First, we exposed the slave history of the tipped minimum wage. When it comes to exploitation, farmworkers and restaurant workers share a common legacy: Their industries both depended on the institution of slavery. Tipping originated in feudal Europe, and when the practice was imported to the U.S. shortly after emancipation, restaurant and other business owners embraced tipping. They could employ newly freed black workers without paying them a wage, forcing them to survive on customer tips alone. Despite opposition from a growing populist movement at the time, tipping became the standard practice for the industry.
It’s no wonder then that, like farmworkers, restaurant workers were excluded from critical labor protections. The Fair Labor Standards Act established a minimum wage but omitted restaurant and other service workers.

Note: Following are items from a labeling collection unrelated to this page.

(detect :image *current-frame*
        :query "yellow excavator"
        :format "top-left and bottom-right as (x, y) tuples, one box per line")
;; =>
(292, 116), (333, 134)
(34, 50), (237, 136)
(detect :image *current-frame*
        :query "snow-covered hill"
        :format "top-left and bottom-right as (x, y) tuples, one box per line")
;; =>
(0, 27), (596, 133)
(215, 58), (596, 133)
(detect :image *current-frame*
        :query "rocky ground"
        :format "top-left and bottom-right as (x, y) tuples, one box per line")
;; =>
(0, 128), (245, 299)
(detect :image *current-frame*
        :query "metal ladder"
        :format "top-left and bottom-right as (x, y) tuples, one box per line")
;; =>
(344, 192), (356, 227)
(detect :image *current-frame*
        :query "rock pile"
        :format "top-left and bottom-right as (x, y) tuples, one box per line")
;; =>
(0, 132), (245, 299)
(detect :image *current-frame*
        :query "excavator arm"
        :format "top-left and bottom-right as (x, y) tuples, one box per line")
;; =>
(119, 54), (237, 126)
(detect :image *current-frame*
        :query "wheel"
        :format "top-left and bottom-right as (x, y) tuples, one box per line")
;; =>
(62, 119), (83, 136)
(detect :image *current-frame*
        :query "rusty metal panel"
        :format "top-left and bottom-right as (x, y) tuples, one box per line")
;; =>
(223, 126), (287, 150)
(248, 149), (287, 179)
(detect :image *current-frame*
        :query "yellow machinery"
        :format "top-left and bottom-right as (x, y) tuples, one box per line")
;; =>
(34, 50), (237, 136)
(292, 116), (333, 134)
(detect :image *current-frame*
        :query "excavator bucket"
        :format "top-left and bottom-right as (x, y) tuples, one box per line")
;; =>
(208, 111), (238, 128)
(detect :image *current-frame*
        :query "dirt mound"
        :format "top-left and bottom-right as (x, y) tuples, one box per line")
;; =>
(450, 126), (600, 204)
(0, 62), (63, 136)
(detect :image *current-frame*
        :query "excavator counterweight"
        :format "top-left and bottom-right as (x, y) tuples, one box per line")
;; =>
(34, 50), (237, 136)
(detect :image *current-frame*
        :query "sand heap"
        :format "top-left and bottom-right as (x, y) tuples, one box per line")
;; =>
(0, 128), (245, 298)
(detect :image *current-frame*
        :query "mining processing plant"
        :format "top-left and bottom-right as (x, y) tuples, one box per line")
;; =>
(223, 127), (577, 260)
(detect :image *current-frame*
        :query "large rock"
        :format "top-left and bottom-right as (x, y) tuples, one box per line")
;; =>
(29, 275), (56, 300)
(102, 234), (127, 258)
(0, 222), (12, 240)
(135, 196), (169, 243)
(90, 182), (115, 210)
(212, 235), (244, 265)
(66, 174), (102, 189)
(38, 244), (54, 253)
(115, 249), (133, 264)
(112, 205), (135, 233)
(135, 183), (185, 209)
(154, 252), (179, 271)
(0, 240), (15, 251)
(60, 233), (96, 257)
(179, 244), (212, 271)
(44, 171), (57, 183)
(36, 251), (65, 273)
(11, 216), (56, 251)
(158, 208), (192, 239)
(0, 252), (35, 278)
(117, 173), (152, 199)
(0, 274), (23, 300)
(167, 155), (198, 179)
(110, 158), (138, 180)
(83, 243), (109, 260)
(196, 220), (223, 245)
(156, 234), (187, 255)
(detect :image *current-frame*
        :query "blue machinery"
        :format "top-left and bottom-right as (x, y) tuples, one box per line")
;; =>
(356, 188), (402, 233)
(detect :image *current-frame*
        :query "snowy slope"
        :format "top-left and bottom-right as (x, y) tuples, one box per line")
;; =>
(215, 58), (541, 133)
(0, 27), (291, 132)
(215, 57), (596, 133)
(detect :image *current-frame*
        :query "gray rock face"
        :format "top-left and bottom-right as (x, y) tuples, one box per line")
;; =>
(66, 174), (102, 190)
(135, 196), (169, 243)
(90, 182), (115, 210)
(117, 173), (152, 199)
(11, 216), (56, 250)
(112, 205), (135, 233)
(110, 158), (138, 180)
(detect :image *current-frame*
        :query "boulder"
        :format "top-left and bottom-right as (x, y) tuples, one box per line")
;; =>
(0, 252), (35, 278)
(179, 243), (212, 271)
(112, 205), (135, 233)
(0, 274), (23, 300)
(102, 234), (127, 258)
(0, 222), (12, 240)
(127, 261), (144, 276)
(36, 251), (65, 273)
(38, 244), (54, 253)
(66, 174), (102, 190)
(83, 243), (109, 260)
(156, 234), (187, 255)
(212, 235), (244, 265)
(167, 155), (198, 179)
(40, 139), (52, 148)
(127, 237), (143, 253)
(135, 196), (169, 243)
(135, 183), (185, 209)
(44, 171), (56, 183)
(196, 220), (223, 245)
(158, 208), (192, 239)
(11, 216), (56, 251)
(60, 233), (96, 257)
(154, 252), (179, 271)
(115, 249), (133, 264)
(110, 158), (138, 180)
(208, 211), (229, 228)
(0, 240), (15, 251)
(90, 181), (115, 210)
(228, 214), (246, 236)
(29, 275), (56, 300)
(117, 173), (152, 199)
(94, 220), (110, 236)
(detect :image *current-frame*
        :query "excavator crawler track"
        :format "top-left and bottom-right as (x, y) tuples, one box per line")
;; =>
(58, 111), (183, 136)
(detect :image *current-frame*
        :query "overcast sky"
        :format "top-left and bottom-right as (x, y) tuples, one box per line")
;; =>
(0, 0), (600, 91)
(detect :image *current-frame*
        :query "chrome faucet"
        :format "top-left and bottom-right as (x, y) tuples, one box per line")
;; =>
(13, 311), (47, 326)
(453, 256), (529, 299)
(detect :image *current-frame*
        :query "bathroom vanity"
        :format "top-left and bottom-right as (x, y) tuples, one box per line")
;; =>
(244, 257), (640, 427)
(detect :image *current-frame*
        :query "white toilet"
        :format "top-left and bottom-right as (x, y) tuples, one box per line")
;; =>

Today, tipped workers are still subject to a sub-minimum wage system in 43 states, some as low as the $2.13 federal tipped minimum wage. Reframing the issue as a legacy of slavery won us innumerable allies; one legislator said, “Now I get it. We’ve supposedly resolved the question of slavery in this country, so that resolves for me the need to abolish the lower wage for tipped workers.”
We also published research showing that tipped workers are a majority female workforce enduring some of the worst sexual harassment of any industry. Research by ROC United shows that more than two-thirds of all women in the restaurant industry have experienced harassment from management, customers, and co-workers. In fact, the restaurant industry is the largest single source of sexual harassment claims at the Equal Employment Opportunity Commission. Women who rely on tips for their income are coerced into accepting sexual harassment and abuse at work as just part of the job. For too many women, deciding whether to stand up to harassment at work is a choice between earning enough tips to put food on their tables or not.
The #MeToo movement brought public awareness to the volume of sexual harassment in the workplace.
In seven states—California, Oregon, Washington, Nevada, Minnesota, Alaska, and Montana—where employers are required to pay the full minimum wage with tips added, our research shows that women face half the rate of sexual harassment as women in states with a subminimum wage for tipped workers. Women in those states know they don’t have to tolerate inappropriate customer behavior to earn tips because they feel confident they will receive a full wage from their employer.
When ROC United began highlighting the racist legacy of tipping and the relationship between tipping and sexual harassment in the industry, something shifted. Minimum-wage advocates told ROC they had never supported eliminating the tipped minimum wage until they understood the connection between tips earned and the extreme sexual harassment the women endured. Legislators have told us that they now support One Fair Wage out of concern for their daughters working in the industry.
The explosion of the #MeToo movement in October brought new public awareness to the everyday volume of sexual harassment that people, especially women, experience in the workplace. And shortly afterward, New York Gov. Andrew Cuomo announced his support for eliminating the sub-minimum wage in New York—a policy that he realized would cut sexual harassment in half.
Today, we are working with high-profile celebrities and elected officials to move One Fair Wage across the country, one state at a time. We know it won’t be easy. Restaurant workers, other low-wage workers, and their allies today struggle to win support, just as Huerta and the farmworkers did. And then as now, framing the stories of these workers as low-wage earners is not enough. But people from various socioeconomic backgrounds recognize and understand a civil rights struggle when they see one. Thanks to Huerta, the farmworkers were able to reframe their message in this way. We follow in their footsteps.
Saru Jayaraman is the co-founder and president of the Restaurant Opportunities Centers United and director of the Food Labor Research Center at University of California, Berkeley.